Kemarin (27/02) siang saya menerima sebuah SMS dari Antamil (teman kuliah)
“AssWrWb Mohon Doa&uluran tangan, Arisandi sakit keras, gagal ginjal di Rs Wahidin Lontara 1 Kmr 10. Mohon maafkan salah&dosax.amien.”
Kaget dan heran, lama memang saya tidak berjumpa dengannya, saya tetapkan untuk datang menjenguknya.
Lewat YM, bersama wahidin dan Ipul (Saifullah Amin), kami janji ketemuan disana jam 7. Lepas kantor saya segera menaiki mobil kampus dan berniat ke EBSFM (radio kampus unhas), syukur saya bertemu lagi dengan teman saya, Ari (M. Syahrullah), segera saya sampaikan info ini dan kami meluncur sehabis magrib di EBSFM.
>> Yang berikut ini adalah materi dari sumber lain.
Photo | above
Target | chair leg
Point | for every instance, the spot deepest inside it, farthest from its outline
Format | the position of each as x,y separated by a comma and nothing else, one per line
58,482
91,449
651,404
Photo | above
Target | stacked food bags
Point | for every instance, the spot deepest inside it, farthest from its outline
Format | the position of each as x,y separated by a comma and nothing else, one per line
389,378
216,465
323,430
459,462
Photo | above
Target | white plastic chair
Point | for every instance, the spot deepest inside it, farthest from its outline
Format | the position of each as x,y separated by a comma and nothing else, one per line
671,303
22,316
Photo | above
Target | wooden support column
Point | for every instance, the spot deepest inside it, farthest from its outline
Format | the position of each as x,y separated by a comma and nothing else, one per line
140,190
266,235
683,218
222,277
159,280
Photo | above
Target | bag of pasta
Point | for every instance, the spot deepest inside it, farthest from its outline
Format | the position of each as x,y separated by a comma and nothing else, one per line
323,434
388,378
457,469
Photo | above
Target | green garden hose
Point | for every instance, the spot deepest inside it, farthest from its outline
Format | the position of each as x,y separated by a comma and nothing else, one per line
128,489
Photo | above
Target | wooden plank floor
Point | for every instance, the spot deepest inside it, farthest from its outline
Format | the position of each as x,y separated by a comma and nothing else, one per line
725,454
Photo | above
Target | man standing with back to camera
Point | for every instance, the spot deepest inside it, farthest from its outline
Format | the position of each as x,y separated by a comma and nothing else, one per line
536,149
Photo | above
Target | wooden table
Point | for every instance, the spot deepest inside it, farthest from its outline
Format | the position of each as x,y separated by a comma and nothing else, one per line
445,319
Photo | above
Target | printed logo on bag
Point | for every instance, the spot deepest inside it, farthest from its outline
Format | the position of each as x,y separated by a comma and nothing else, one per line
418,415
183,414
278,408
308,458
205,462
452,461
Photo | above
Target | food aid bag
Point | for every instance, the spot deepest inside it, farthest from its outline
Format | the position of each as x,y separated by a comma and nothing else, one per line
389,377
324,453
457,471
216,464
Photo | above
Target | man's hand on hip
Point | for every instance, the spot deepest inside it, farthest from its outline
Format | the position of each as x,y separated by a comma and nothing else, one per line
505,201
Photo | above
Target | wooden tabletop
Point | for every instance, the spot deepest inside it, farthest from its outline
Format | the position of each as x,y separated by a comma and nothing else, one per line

Setengah 7 kami sampai, segera mencari kamar tempat Arsandi, kamar 10 ? kok tidak ada, tanya sama suster, ternyata dipindahkan ke kamar 13. Kondisinya cukup parah, seperti tidak sadar dan tidak mengenali orang di sekitarnya, mengingau dalam bahasa yang kami tidak pahami (sepertinya bahasa bugis).
Hampir 2 jam kami (saya dan ari) bersama arisandi, ipul menelpon akan datang dan sedang menuju kesana. Tak lama kemudian Uki (sukirman) dan Hamka (kami memanggilnya ‘hamka kurus’ , karena waktu kuliah dulu ada 2 teman kami yang bernama hamka). Setelah itu Ihsan, juga datang (wah tambah besar aja badannya). Lama juga kami mengunggu. Wahid bersama Andayani datang juga. O iya, hampir lupa, ada juga Diana. Dan sebelum saya datang sorenya datang juga Amirah.
Ini seperti reuni dengan teman2 semasa kuliah kami. Kami semua berharap kesembuhan untuk teman kami, Arisandi.